A fish swimming in water body when taken out from the water body is covered with a film of water of weight $$36$$ g. When it is subjected to cooking at $$100°$$C, then the internal energy for vaporization in kJ mol$$^{-1}$$ is ______ [integer]
[Assume steam to be an ideal gas. Given $$\Delta_{vap}H^\circ$$ for water at $$373$$ K and $$1$$ bar is $$41.1$$ kJ mol$$^{-1}$$ : $$R = 8.31$$ J K$$^{-1}$$ mol$$^{-1}$$]

We need to find the internal energy of vaporization of water at 100°C.

A water film of mass 36 g is at 100°C, which corresponds to 373 K.

The standard enthalpy of vaporization is given as $$\Delta_{vap}H^\circ = 41.1$$ kJ mol$$^{-1}$$, and the gas constant is $$R = 8.31$$ J K$$^{-1}$$ mol$$^{-1}$$.

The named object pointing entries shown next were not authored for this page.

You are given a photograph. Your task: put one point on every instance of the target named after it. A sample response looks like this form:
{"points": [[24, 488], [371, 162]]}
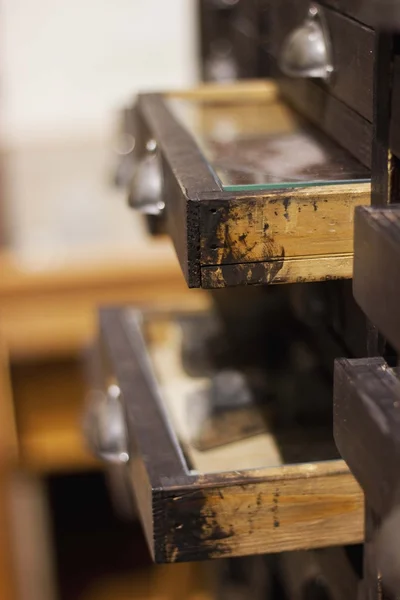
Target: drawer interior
{"points": [[255, 144], [264, 430], [245, 479]]}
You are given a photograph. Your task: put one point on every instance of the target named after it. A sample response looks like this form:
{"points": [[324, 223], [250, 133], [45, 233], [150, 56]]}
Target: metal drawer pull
{"points": [[146, 189], [307, 50], [104, 426]]}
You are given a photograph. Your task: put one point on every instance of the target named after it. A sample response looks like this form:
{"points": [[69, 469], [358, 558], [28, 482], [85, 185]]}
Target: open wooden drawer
{"points": [[253, 194], [235, 499]]}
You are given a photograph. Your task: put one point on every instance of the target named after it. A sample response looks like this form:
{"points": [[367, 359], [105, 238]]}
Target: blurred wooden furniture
{"points": [[48, 318]]}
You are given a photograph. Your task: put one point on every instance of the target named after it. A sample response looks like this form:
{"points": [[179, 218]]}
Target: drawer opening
{"points": [[229, 414], [264, 145], [192, 511]]}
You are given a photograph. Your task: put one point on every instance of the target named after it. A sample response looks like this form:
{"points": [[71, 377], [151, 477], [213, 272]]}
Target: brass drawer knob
{"points": [[146, 189], [307, 50], [104, 426]]}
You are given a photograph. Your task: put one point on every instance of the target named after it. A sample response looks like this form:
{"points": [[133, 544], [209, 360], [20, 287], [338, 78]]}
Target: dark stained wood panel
{"points": [[376, 283], [367, 426], [333, 117]]}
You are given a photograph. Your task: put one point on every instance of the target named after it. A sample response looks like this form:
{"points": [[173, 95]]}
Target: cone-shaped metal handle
{"points": [[146, 189], [104, 426], [307, 50]]}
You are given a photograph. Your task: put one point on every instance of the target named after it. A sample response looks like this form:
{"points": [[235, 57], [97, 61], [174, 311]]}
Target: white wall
{"points": [[66, 65]]}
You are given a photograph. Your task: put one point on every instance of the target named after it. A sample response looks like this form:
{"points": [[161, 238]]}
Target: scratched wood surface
{"points": [[191, 516], [304, 222]]}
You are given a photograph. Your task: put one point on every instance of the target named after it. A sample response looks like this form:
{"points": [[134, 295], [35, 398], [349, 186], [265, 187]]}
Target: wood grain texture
{"points": [[290, 270], [342, 124], [307, 506], [211, 226], [299, 222], [376, 282], [188, 516]]}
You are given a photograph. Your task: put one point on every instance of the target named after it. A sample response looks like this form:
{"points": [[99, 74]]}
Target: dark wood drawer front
{"points": [[221, 502], [352, 52], [395, 116], [333, 117], [356, 9]]}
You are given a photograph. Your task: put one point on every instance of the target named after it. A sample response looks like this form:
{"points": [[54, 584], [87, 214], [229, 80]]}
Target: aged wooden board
{"points": [[310, 221], [255, 233], [191, 516], [290, 270]]}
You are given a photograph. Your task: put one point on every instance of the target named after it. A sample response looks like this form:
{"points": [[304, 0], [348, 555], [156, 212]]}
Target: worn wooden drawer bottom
{"points": [[231, 500]]}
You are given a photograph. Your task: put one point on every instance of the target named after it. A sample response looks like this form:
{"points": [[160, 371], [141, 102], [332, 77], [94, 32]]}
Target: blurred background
{"points": [[68, 244]]}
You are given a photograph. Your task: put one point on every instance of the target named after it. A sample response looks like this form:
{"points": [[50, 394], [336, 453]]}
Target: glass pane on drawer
{"points": [[260, 144], [229, 415]]}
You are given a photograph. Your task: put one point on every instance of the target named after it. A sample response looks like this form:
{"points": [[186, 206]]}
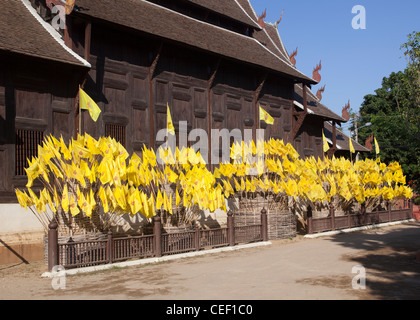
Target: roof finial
{"points": [[292, 57], [368, 143], [345, 113], [278, 21], [69, 6], [315, 75], [261, 19], [319, 93]]}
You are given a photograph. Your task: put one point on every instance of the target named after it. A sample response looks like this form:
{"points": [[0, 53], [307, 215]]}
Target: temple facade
{"points": [[213, 62]]}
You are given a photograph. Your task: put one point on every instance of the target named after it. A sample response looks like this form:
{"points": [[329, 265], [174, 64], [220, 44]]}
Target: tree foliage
{"points": [[394, 111]]}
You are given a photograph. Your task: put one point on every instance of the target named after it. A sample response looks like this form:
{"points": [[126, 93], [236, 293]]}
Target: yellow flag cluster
{"points": [[87, 174]]}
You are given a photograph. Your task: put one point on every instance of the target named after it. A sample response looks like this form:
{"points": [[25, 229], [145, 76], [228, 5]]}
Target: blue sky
{"points": [[354, 62]]}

For the vaporization process $$H_2O(l) \rightarrow H_2O(g)$$, the relationship between enthalpy change and internal energy change is

$$\Delta H = \Delta U + \Delta n_g RT$$

where $$\Delta n_g$$ is the change in moles of gas, equal to 1.

Rearranging to solve for the change in internal energy gives

$$\Delta U = \Delta H - \Delta n_g RT$$

Substituting the known values:

$$\Delta U = 41.1 - (1)(8.31 \times 10^{-3})(373)$$

$$\Delta U = 41.1 - 3.0996$$

$$\Delta U = 38.0$$ kJ mol$$^{-1}$$

Thus, the internal energy of vaporization of water at 100°C is approximately 38.0 kJ mol$$^{-1}$$.

Although the mass of water (36 g = 2 mol) is provided, the question asks for the molar internal energy, so the result is expressed per mole.